O neomercantilismo do império digital

Por Marcel Cheida



É a era das big techs. Apesar de somarem valor econômico menor do que as big oil e das big money, as organizações cujo capital é a tecnologia da informação são mais poderosas no mundo contemporâneo. São elas que, de fato, desafiam a soberania dos estados nacionais. Google, X (twitter), Amazon, Meta (facebook, instagram), entre outras de menor influência, tomaram as rédeas do capitalismo da informação em nível planetário, e deixaram para trás as transnacionais ou as multinacionais, fenômenos do capitalismo da segunda metade do século 20.


Ao considerar apenas os valores dos ativos ou o valor de mercado, as big techs são mais baratas. As quatro maiores elencadas acima, valem em torno de US$ 7 trilhões, enquanto que somente uma das grandes investidoras financeiras, big Money, a Black Rock soma US$ 11,5 trilhões.


As cinco maiores empresas petrolíferas, lideradas pela Saudi Aramco, somam algo perto de US$ 4 trilhões, porém, a articulação entre as outras empresas petrolíferas, refinadoras, transportadoras, o valor supera as big techs.


Somente os números, contudo, não desenham o diagnóstico do poder das empresas, pois as organizações especialistas na tecnologia digital detêm o domínio da informação. Ou seja, o seu patrimônio não se restringe à riqueza material, mas se amplifica com o capital da informação ou o capital simbólico que manuseiam.


O embate das empresas de tecnologia, as maiores sediadas no Estados Unidos, com o Supremo Tribunal Federal evidencia o poder sobre a informação em meio à sociedade brasileira. A tecnologia digital é uma ferramenta de condicionamento comportamental, cujo planejamento sobre os tais conteúdos visam o condicionamento e a adesão permanente da audiência.
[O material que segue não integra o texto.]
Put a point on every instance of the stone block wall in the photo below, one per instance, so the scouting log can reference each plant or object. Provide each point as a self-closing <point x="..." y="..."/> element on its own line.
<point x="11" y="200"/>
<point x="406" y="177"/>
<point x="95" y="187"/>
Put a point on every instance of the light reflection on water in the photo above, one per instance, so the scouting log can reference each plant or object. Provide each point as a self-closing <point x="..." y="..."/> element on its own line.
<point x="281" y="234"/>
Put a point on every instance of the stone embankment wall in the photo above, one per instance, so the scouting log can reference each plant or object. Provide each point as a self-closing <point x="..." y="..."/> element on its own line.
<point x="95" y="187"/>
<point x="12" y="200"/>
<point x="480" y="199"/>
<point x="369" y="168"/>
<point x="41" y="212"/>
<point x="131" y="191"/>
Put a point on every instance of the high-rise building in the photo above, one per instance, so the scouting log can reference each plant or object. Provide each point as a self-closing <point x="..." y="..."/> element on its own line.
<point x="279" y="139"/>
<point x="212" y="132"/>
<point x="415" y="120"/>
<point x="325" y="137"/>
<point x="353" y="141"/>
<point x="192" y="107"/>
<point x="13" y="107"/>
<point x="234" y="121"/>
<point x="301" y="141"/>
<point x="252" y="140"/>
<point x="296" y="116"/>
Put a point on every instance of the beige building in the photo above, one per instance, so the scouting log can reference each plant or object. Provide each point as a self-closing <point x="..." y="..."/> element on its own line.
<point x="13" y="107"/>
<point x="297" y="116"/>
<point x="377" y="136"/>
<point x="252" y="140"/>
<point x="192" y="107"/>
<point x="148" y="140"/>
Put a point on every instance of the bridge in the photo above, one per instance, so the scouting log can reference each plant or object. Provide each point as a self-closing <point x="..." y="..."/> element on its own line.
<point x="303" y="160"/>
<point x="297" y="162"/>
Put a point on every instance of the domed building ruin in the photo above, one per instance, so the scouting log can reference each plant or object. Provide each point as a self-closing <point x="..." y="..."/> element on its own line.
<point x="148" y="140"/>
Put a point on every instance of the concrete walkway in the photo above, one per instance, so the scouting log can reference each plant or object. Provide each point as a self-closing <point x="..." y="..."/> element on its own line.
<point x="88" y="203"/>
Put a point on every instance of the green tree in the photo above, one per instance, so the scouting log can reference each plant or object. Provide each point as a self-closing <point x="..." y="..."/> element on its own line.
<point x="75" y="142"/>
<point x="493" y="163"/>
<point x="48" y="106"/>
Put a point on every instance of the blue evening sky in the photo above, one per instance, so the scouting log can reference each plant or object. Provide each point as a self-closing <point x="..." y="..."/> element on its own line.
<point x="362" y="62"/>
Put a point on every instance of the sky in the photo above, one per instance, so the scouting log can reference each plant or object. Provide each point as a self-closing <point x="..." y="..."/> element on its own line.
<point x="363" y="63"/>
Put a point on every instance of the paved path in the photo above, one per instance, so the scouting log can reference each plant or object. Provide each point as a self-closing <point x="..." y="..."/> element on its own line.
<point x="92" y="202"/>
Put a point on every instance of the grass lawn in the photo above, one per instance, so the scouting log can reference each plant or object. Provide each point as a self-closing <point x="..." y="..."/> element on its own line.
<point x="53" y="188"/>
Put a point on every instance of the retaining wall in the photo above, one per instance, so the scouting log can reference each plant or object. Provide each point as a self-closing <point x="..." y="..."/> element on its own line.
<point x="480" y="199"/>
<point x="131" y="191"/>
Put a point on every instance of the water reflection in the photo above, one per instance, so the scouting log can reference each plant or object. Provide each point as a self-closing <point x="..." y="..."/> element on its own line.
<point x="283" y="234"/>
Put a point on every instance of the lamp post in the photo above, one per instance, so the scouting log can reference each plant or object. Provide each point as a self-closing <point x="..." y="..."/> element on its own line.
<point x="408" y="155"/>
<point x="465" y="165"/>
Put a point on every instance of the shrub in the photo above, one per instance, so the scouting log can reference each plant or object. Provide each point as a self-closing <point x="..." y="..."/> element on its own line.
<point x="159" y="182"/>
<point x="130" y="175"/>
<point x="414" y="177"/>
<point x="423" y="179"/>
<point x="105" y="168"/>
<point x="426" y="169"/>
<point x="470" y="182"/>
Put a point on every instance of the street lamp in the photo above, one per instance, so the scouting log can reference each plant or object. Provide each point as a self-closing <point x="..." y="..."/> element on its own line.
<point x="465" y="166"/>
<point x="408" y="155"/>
Manuel Castells, na trilogia clássica de sua autoria, A Era da Informação: Economia, Sociedade e Cultura, no volume 3, Fim de Milênio, relata e analisa as profundas transformações ao longo da segunda metade do século 20, com o fim da União Soviética e a derrocada do modelo socialista. Ele crava em cima das características das rupturas sócio-políticas: “As sociedades são (e sempre serão) forjadas por agentes sociais, mobilizados em torno de interesses, ideias e valores em um processo aberto e conflitante. A mudança social e política é o elemento que, em última análise, traça o destino e a estrutura das sociedades.”


A reflexão de Castells sintetiza o cenário de aceleração das transformações sociais desde a Segunda Guerra Mundial, de modo a apontar como a história faz sentido na medida em que os recursos limitados impõem condicionantes ideológicos e políticos. A discussão se dá em torno do fim da União Soviética, mas serve de referência para apontar outros caminhos nos quais o Estado enfrenta poderes oriundos de interesses e valores pouco dimensionados por seus agentes governamentais. Ou seja, os políticos e a burocracia estatal são lentos em identificar e aprender os movimentos dos grupos de poder econômico e tecnológico que estão revestidos de outra embalagem ideológica. Agora, o controle dos sistemas de informação e o emprego da velocidade na produção e disseminação de mensagens superam o desacelerado processo administrativo e político do estado.


É o caso da expansão aceleradíssima as big techs, as quais em menos de duas décadas criaram e desenvolveram ferramentas informacionais (as redes sociais, p. ex.) destinadas a mudar comportamentos de modo massivo.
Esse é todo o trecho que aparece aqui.